Харитонов нёс за ручку разряжённую мину-тарелку, бросил её у костра, хрипло сказал танкистам:
— Заводи, можно.
И тут же упал без чувств на руки товарищей.
Много интересных историй рассказывали о нём сапёры, сидя вокруг коптюшки в подвале одного из домов «подполковника», под Ржевом. Сам же он во время этих рассказов сосредоточенно строгал, весь поглощённый работой, и когда ложка была готова, обтёр её осколком стекла, пополировал о полу шинели, полюбовался и протянул мне:
— Возьми на память. Пригодится… Всё, что они тут рассказали, — было, случалось. Всякий на свой манер воюет. Только чего об этом писать… Мне и самому-то надоело всё взрывать да разрушать, да уничтожать. По хорошей работе душа тоскует, руки чешутся. Верите ли, каждую ночь во сне то стену какую на доме кладу, то бетон в формы заливаю, то арматуру вяжу. Поскорее бы уж весь фашизм рвануть к чертям да за настоящее дело взяться…

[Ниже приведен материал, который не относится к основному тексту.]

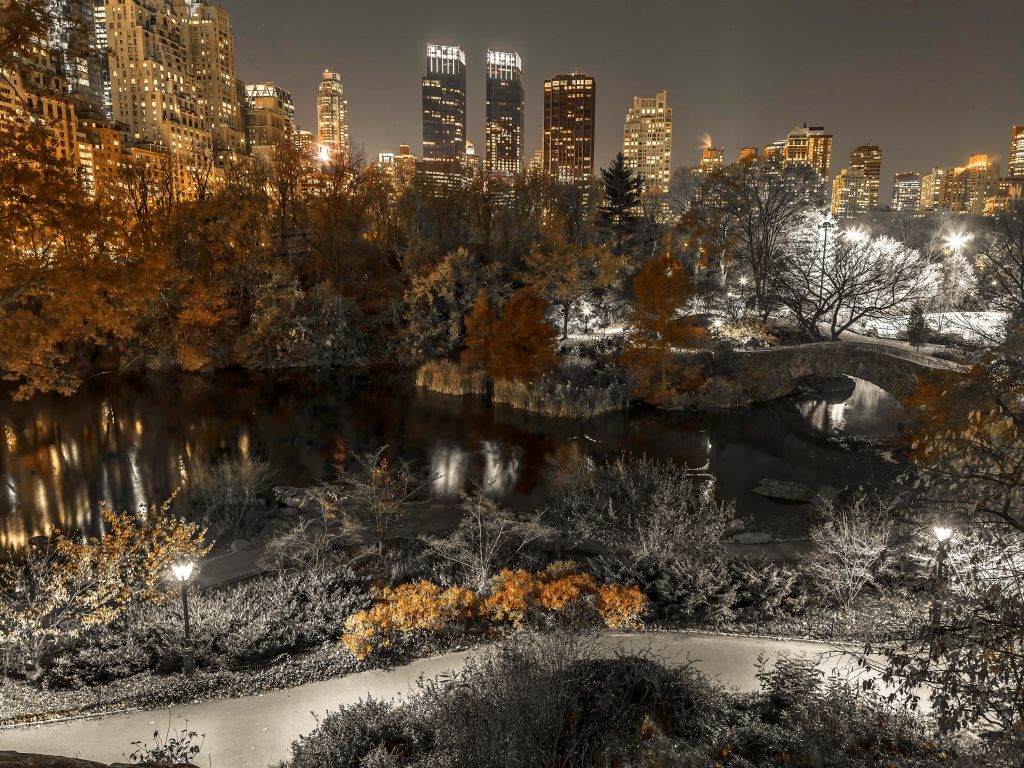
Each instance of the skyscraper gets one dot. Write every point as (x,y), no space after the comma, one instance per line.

…И вот он стоит в этом просторном зале, полном солнечного света и тонкого пения работающих турбин, взволнованный, озабоченный, напряжённый. Он прислушивается к ровному гудению новой машины, как мать к первому крику ребёнка, и в его серых глазах, растроганно глядящих из-под русых кустистых бровей, большое, настоящее человеческое счастье.
В мгновение, когда запела последняя из трёх вновь поставленных турбин на возрождённой из пепла станции, этот человек брал реванш за пять лет тягостной разрушительной работы, за те страшные минуты, что он пережил, взрывая днепровскую плотину, за тяжёлые часы, что он пролежал рядом с миной у танка, за взрывы прекрасных жилых домов, именовавшихся на фронтовом жаргоне шпалами «полковника».
А сколько ещё впереди работы для пытливого, неугомонного ума, для жилистых, умелых, не знающих устали рук, так стосковавшихся по настоящему делу!
Свои
Советские танкисты, завершая стремительный марш-манёвр на окружение Верхней Селезии, прорвались к Одеру. Грузно раскачиваясь и урча, окутываясь на поворотах облаками сизого дыма, тяжёлые и быстрые машины на полном газу бесконечным лязгающим потоком неслись по автостраде. Мотопехотинцы в полушубках, жёстко выдубленных калёным морозцем, сидели на броне, отгораживаясь рукавицами от острого ветра, упираясь промасленными валенками в прикрученные к броне брёвна и ваги. Правые руки их прочно лежали на прикладах автоматов, и слезящиеся от холода глаза насторожённо и зорко осматривали окрестности.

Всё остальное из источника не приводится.